Research conducted at King's College London into the mechanisms underlying hypoglycaemia unawareness in type 1 diabetes mellitus (T1DM) and novel technology for reducing the risk of hypoglycaemia has led directly to innovative changes in the management of diabetes. These include UK and worldwide development and dissemination of the government-recommended `Dose Adjustment for Normal Eating' (DAFNE) programme and on-going development of continuous subcutaneous insulin infusion (pump) therapy, now used by over 18,500 people with T1DM in the UK.
Diabetes research at University of Ulster (Ulster) addresses the unmet need of industry for new and more effective commercially applicable approaches for diabetes therapy. We have generated a new class of innovative peptide therapeutics resulting in a strong portfolio of intellectual property, significant international recognition, financial investment and job creation, with commercialisation through Ulster's technology transfer company, Innovation Ulster (IUL), and the Ulster start-up company, Diabetica Ltd. Our substantial interactions with industry have resulted in the licensing and further development of our international patents on stable incretin peptides for diabetes and, through our discovery of their positive effects on cognition, for treatment of Alzheimer's disease. This work has provided industry with new and commercially viable approaches to significantly improve the lives of people with diabetes and related neurodegenerative disease.

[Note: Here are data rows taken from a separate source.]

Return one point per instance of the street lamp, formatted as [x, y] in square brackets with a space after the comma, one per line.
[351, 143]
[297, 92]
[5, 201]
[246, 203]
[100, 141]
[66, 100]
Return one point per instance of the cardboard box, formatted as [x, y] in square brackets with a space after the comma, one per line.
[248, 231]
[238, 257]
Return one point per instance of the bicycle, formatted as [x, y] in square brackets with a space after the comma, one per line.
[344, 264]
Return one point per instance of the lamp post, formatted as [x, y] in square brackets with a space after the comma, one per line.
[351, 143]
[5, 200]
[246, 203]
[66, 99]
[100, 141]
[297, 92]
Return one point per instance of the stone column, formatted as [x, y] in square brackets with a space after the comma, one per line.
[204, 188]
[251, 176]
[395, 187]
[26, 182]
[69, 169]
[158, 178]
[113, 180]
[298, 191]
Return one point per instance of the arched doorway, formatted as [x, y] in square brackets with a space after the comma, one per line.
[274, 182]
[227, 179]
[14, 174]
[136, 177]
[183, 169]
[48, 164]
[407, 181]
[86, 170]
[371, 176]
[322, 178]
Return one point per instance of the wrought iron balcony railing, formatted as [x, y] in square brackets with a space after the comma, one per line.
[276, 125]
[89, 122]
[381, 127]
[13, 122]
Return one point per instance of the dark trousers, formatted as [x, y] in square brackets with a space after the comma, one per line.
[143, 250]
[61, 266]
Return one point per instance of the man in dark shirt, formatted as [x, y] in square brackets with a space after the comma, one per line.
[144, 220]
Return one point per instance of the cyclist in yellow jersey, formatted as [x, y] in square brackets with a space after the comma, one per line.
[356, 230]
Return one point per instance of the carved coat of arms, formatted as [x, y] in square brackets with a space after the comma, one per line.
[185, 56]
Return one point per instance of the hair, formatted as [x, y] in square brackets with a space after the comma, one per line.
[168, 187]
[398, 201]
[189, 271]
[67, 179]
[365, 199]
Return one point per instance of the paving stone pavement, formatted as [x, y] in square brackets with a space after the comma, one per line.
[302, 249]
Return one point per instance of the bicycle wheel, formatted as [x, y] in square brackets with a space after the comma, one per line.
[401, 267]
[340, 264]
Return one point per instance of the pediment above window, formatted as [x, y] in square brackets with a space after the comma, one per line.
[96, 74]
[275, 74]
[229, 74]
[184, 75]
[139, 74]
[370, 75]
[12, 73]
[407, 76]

It is now widely recognised that the evaluation of treatments for chronic conditions needs to consider impacts on quality of life as well as quality of health. Research in the Health Psychology Research Unit since 2011, and for over 20 years previously in the Department of Psychology at Royal Holloway, has generated a series of Patient-Reported Outcome Measures (PROMs) validated in over 100 languages. These PROMs have been used by every major pharmaceutical company in the world to measure the impact of new treatments on quality of life and other patient reported outcomes, and have delivered major benefits to people with diabetes and other long-term medical conditions. These PROMs have also delivered substantial economic and commercial impacts through cost-saving in the NHS, licence fee income raised through the spin-off company Health Psychology Research (HPR) Ltd, and contributions to the development of best-selling drugs.
Research from the University of Brighton's Diabetes Research Group (DRG) has underpinned the translation of beta-cell replacement therapy into clinical application for the treatment of type 1 diabetes (T1D) to establish the world's first government-funded islet transplant service at six new UK islet-transplant centres. As a consequence, the first 65 successful islet transplants were performed, reducing the incidence of hypoglycaemic events by >95% and providing a life- changing therapy for patients. Through a leadership role in Diabetes UK, BONE integrated the interests of stakeholders and professionals to establish a new model for diabetes care. With the Juvenile Diabetes Research Foundation, in 2013 he launched in Parliament the first UK T1D Research Roadmap.